The request body is a JSON object that specifies the data source where your content file is located.

Example Payload (S3 Bucket)

Copy

Copied

{
  "dataSource": {
    "type": "AWS S3 bucket",
    "path": "s3://mybucket/myfolder/content-to-validate.zip",
    "region": "us-east-1",
    "credentials": {
      "accessKeyId": "AKIAIOSFODNN7EXAMPLE",
      "secretAccessKey": "wJalrXUtnFEMI/K7MDENG/bPxRfiCYEXAMPLEKEY"
    }
  }
}

Example Payload (Shared File Path)

Copy

Copied

{
  "dataSource": {
    "type": "Shared file path",
    "path": "sftp://server.com/content/uploads/content-to-validate.zip",
    "credentials": {
      "username": "contentuser",
      "password": "securepassword"
    }
  }
}

Using cURL to Start the Validation Job

You can use the following cURL commands to start the validation job depending on the location of your data source. Remember to replace the placeholder values with your actual data.

cURL for S3 Bucket

Copy

Copied

--header 'Authorization: Bearer <YOUR_ACCESS_TOKEN>' \
--header 'Content-Type: application/json' \
--data-raw '{
    "dataSource": {
        "type": "AWS S3 bucket",
        "path": "s3://your-bucket-name/your-folder/file.zip",
        "region": "your-aws-region",
        "credentials": {
            "accessKeyId": "YOUR_AWS_ACCESS_KEY_ID",
            "secretAccessKey": "YOUR_AWS_SECRET_ACCESS_KEY"
        }
    }
}'

cURL for Shared File Path

Copy

Copied

curl --location --request POST 'https://<API_DOMAIN>/knowledge/contentmgr/v4/import/content/validate' \
--header 'Authorization: Bearer <YOUR_ACCESS_TOKEN>' \
--header 'Content-Type: application/json' \
--data-raw '{
    "dataSource": {
        "type": "Shared file path",
        "path": "sftp://your-server.com/path/to/file.zip",
        "credentials": {
            "username": "YOUR_USERNAME",
            "password": "YOUR_PASSWORD"
        }
    }
}'

Successful Response (Job Accepted)

A successful request queues the validation job and returns a 202 Accepted status code. The location header in the response will contain the URL to check the status of the validation job.

Example Response Header:

Copy

Copied

location: /knowledge/contentmgr/v4/import/content/7A84B875-6F75-4C7B-B137-0632B62DB0BD

Checking the Validation Results

To get the results of the validation, you must poll the status endpoint provided in the location header from the previous step.

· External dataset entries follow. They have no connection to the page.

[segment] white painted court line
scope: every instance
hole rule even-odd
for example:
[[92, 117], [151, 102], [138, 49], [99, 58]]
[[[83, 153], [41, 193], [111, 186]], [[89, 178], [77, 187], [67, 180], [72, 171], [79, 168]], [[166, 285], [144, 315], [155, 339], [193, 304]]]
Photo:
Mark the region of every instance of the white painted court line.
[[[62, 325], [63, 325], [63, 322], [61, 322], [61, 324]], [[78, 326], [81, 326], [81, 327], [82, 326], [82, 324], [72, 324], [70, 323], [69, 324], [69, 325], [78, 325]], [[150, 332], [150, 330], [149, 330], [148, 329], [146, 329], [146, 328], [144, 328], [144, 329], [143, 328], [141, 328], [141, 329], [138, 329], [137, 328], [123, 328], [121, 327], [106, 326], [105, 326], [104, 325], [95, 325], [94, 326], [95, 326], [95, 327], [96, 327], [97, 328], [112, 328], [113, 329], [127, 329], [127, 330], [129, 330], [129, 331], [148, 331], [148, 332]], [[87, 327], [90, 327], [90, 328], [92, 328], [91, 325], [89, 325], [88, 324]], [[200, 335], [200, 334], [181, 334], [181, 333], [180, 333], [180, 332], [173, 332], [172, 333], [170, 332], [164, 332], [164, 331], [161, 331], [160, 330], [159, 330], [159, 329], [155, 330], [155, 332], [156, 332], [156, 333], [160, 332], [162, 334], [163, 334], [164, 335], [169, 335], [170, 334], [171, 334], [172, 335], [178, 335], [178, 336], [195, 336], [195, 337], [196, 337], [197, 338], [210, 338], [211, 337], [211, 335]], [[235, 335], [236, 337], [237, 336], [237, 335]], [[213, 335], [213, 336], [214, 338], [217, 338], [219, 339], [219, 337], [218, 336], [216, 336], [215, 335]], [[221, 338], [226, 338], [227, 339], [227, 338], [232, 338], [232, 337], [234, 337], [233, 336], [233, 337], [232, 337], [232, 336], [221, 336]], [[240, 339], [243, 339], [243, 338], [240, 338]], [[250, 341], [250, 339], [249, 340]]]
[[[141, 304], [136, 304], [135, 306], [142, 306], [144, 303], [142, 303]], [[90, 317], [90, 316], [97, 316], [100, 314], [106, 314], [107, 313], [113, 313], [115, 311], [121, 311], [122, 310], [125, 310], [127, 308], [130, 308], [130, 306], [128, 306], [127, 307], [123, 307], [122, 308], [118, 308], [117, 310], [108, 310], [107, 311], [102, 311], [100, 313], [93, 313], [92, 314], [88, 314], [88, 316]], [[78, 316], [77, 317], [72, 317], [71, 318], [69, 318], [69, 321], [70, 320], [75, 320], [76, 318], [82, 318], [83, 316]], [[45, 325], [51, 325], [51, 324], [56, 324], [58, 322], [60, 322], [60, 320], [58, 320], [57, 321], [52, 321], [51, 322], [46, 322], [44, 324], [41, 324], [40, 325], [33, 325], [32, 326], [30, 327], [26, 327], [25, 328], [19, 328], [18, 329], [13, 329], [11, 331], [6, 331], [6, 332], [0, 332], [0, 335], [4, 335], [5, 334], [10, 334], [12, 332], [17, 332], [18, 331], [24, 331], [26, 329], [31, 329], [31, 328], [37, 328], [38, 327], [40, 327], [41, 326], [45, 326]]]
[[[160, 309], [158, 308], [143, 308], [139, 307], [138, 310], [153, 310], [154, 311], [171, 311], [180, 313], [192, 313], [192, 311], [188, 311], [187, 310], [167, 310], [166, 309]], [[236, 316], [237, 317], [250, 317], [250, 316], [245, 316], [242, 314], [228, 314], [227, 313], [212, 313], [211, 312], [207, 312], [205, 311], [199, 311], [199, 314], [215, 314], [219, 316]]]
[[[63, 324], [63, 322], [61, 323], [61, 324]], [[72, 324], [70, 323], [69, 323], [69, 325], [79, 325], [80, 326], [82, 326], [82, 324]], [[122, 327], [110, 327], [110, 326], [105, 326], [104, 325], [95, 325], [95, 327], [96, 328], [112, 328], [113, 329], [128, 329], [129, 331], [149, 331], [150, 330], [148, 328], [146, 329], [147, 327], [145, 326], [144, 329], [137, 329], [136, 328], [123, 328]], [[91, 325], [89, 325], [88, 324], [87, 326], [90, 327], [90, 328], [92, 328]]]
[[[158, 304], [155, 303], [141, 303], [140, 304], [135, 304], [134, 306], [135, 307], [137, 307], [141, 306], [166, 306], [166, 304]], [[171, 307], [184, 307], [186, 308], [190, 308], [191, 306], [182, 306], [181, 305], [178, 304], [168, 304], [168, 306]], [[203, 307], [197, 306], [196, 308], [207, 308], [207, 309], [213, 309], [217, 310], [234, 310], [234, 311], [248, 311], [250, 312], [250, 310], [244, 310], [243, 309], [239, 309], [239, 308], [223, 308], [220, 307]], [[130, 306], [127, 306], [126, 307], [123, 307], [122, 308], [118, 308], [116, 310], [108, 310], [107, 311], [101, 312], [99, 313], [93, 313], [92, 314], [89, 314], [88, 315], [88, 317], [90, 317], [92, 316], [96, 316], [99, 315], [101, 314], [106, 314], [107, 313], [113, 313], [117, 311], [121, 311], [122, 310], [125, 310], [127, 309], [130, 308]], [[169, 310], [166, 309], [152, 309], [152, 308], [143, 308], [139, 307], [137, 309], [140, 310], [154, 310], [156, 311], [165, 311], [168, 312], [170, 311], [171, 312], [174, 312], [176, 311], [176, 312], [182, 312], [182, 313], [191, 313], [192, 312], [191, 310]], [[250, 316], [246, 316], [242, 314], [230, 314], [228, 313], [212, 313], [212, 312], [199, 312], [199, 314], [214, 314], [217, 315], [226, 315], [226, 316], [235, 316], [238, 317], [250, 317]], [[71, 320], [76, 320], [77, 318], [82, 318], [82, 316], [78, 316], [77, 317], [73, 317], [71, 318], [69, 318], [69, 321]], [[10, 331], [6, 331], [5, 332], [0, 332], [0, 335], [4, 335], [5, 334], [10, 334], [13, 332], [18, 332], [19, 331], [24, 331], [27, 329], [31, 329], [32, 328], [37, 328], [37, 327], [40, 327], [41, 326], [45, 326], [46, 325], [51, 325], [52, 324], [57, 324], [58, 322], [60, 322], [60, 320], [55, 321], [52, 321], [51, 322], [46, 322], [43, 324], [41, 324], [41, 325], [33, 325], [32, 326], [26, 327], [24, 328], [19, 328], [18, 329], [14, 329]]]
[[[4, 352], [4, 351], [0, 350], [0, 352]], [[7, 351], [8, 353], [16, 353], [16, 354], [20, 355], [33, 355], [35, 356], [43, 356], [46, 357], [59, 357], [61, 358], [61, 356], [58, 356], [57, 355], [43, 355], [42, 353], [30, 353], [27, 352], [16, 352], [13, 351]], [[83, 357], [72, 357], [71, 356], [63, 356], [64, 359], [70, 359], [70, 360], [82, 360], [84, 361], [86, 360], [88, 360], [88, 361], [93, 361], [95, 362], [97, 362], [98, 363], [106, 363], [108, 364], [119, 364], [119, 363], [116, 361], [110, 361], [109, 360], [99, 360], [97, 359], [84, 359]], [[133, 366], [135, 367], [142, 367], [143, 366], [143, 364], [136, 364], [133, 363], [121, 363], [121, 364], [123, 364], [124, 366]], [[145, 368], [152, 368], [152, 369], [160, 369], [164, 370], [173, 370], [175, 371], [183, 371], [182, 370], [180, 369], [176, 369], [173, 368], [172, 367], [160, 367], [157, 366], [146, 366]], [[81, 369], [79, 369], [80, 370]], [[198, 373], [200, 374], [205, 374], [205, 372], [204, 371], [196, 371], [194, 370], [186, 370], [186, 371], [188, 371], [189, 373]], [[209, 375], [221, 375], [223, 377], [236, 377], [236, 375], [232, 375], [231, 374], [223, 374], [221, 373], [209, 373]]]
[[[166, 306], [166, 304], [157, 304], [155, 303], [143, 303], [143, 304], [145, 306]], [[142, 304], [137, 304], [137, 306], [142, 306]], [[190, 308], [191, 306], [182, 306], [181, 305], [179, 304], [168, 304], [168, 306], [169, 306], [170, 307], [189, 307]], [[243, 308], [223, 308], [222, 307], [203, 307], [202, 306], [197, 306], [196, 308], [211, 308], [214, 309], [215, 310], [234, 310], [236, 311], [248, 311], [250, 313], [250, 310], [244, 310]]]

Example cURL to Get Status

Copy

Copied

curl --location --request GET 'https://<API_DOMAIN>/knowledge/contentmgr/v4/import/content/<job_id>/status' \
--header 'Authorization: Bearer <YOUR_ACCESS_TOKEN>'

Replace <job_id> with the ID you received in the location header.

Example Validation Result Payload

Once the job is complete, the status response will show the results. Pay close attention to the jobType, status, and results fields. The logFileLocation will contain a detailed report of any warnings or errors.

Copy

Copied

{
    "status": "Successful",
    "jobType": "Validation",
    "progress": {
        "processed": 5000,
        "total": 5000,
        "percentage": 100
    },
    "logFileLocation": "s3://mybucket/logs/import-logs-7A84B875-6F75-4C7B-B137-0632B62DB0BD.txt",
    "startTime": "2024-03-01T10:00:00.000Z",
    "completionTime": "2024-03-01T11:15:00.000Z",
    "results": {
        "successful": 4985,
        "warnings": 10,
        "errors": 5
    }
}

If the results object shows any errors, you must correct them in your source content and re-run the validation process before attempting a final import.